Rosillo también es conductor de la Discoteca del Ayer, espacio que ofrece breves informaciones relacionadas con la música  del pasado (hasta los años 50 del siglo XX). Incluye variedad de compositores, intérpretes, géneros y estilos de valores artísticos o históricos. Desde hace varios años, Rosillo hace, además de la conducción, la dirección y la producción musical.

Otro programa que lo ha mantenido en el centro de atención de la audiencia de la emisora Radio Progreso, es el popular espacio Alegrías de Sobremesa, donde ha trabajado desde los inicios hasta la actualidad. Con el elenco de este programa radial, ha realizado numerosas giras por todo el país.

Eduardo Rosillo ha trabajado muy poco en la televisión; el medio radial ha sido su espacio preferido y en él se mantiene muy activo.

Como locutor y conductor, ha participado en varios festivales y concursos internacionales de música popular, entre los que se destacan la Feria Internacional de Cali, Colombia, y el Festival Internacional de Varadero.

En su paso por la radio ha entrevistado a relevantes figuras de la música cubana, entre las que podemos mencionar a Miguelito Cuní, Roberto Faz, Carlos Embale, Elena Burke, César Portillo de la Luz, Rafael Lay, Paulina Álvarez, Compay Segundo, Benny Moré, Luis Marquetti y Félix B. Caignet.

Uno de sus sueños más grandes fue la creación de la Asociación Nacional de Cultores del Son, idea nacida a finales de la década de los 60 y que más tarde se transformó en el proyecto cultural La Casa del Son, cuya sede está enclavada en el barrio de Cayo Hueso, en La Habana. Este fue concebido por él como un espacio para acopiar datos y documentos, impartir conferencias y talleres, relacionados con los más relevantes músicos cubanos de todos los tiempos.

Cada año se realiza un Encuentro de Soneros que lleva su nombre, donde colaboran varias instituciones y personalidades de la cultura.
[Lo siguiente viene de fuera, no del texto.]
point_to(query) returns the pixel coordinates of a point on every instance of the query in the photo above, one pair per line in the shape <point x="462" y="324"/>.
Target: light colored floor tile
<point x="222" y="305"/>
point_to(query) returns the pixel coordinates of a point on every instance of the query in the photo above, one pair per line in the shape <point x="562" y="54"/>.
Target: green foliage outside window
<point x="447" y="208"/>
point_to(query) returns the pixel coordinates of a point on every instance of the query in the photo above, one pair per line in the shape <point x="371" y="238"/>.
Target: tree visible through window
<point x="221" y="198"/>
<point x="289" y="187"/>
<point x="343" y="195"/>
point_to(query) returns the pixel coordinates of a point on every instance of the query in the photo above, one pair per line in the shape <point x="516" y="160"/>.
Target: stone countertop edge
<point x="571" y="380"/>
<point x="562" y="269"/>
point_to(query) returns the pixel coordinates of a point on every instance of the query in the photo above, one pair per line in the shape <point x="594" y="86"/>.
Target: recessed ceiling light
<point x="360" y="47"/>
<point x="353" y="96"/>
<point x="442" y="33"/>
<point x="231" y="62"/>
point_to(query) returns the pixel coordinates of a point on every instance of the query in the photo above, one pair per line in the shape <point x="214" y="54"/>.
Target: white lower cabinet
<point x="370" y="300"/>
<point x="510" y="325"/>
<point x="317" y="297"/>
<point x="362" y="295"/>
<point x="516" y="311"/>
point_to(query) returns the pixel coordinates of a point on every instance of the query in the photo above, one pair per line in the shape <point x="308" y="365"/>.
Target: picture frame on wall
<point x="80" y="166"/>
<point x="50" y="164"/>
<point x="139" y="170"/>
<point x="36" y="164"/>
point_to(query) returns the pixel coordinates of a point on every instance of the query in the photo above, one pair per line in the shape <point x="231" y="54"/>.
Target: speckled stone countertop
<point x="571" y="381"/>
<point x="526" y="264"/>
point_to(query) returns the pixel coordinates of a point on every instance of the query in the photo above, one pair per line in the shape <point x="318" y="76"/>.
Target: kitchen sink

En el año 2008, en las ciudades de La Habana y Madrid, se rodó el documental  Rosillo, el abogado del Son, dirigido por  Tony Romero y producido por TR Movies. Este material forma parte de la serie Va de música, en el que también se incluye el documental dedicado a Xiomara Alfaro, titulado Lo que me dijo Xiomara.

Por su labor a favor de la música cubana, el Centro Promotor de la Música Tradicional Ignacio Piñeiro, organiza desde hace varios años un gran festejo popular. Las actividades tienen lugar en la calle Vapor, donde reside el destacado locutor radial. Esta misma entidad le entregó un reconocimiento en 1999, cuando cumplió sus 70 años. Asimismo, fue homenajeado en México. Un ejemplo es la distinción Thomas Alba Edison, otorgada por la Asociación Nacional Fonográfica y el Instituto Mexicano de la Radio (IMER). El reconocimiento le fue otorgado en el Estudio A de Radio IMER, considerado uno de los más espaciosos de América Latina, durante el programa en vivo Corazón Directo, de amplia difusión nacional en ese país.

Ha recibido otros premios y condecoraciones en Cuba, entre los que se encuentran la Medalla Alejo Carpentier (1992), la Réplica del Machete de Máximo Gómez, la condición de Vanguardia Nacional por la esfera de la Cultura, el Diploma al Mérito entregado por el Movimiento Amigos del Danzón Eliseo Grenet de Marianao, el Premio Nacional de Radio (2002), el Micrófono por el 70 aniversario de la Radio Cubana, y la Distinción Raúl Gómez García.

 

Bibliografía

Peñalver, Ivón: Eduardo Rosillo: alma de la música popular cubana, Ediciones Guajira, México, 2003.